Inoltre il bilanciamento di interessi per la concessione delle misure deve essere interpretato alla luce della Direttiva Insolvency e della relazione illustrativa al D.L. 118/2021.

La volontà del legislatore europeo di scongiurare l'insolvenza attraverso l'accesso a quadri di ristrutturazione preventiva si concretizza nella possibilità per l'imprenditore di negoziare con i creditori beneficiando dell'ombrello protettivo.

E dunque quanto più la situazione è complessa e prossima all'insolvenza le soluzioni sono due. Un'alternativa è non concedere affatto un termine, perché se l'insolvenza è irreversibile non ci sono speranze. Oppure occorre prendere atto dell'estrema difficoltà e della sfida di un risanamento difficilmente attuabile. Se il termine per le protettive deve essere concesso in questo contesto, sarà necessario dilatarlo il più possibile e non comprimerlo per consentire di elaborare un piano di maggiore complessità rispetto a quello di una impresa in semplice stato di precrisi.



Conclusioni

La lettura delle nuove disposizioni e dei nuovi principi ispiratori del codice della crisi mi pare sia ancora condizionata dai principi ispiratori della precedente esperienza concorsuale, come è naturale. Occorrerebbe a mio avviso attribuire più fiducia all'imprenditore anche a scapito dei creditori se il progetto di piano non è adeguato, perché il poco tempo a disposizione non può seriamente consentire di definire una proposta compiuta e affidabile già all'udienza della convalida delle protettive.
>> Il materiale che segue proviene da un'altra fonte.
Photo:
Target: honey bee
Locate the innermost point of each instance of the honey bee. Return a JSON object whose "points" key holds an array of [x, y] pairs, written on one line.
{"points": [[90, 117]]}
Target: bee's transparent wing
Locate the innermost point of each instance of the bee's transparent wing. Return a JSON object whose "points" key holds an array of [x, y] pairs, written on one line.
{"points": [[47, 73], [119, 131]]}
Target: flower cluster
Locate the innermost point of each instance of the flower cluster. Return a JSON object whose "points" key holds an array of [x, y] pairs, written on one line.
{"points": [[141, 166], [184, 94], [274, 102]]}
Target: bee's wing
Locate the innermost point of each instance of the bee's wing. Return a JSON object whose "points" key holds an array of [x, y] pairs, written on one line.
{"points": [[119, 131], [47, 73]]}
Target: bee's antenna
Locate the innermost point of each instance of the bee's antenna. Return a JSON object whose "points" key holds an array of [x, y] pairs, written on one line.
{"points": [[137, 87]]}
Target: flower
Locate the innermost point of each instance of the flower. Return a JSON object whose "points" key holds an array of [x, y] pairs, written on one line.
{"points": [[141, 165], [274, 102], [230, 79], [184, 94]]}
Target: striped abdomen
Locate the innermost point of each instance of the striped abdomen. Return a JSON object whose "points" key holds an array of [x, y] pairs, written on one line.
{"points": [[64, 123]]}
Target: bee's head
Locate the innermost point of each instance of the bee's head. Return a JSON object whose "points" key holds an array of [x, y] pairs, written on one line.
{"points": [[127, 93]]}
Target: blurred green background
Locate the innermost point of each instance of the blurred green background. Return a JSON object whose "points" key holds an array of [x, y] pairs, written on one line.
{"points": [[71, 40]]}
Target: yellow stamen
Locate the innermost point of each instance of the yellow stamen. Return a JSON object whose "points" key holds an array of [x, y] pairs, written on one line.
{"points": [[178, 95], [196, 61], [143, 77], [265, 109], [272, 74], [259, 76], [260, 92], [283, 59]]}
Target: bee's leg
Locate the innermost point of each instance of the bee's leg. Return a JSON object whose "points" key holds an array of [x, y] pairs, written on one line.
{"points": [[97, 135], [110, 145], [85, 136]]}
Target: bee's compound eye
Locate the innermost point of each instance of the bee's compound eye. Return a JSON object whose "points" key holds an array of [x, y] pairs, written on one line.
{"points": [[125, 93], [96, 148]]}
Le critiche al progetto di piano devono essere pertanto considerate fisiologiche e non patologiche, se non si vuole pensare che gli advisor si dedichino al piano per un periodo di almeno sei mesi prima del deposito. In questa fase di avvio della composizione, almeno, sarà impossibile perché l'accesso al procedimento avverrà più probabilmente in una fase non precoce ma avanzata della crisi, magari sotto la spinta di una istanza di liquidazione giudiziale di un creditore.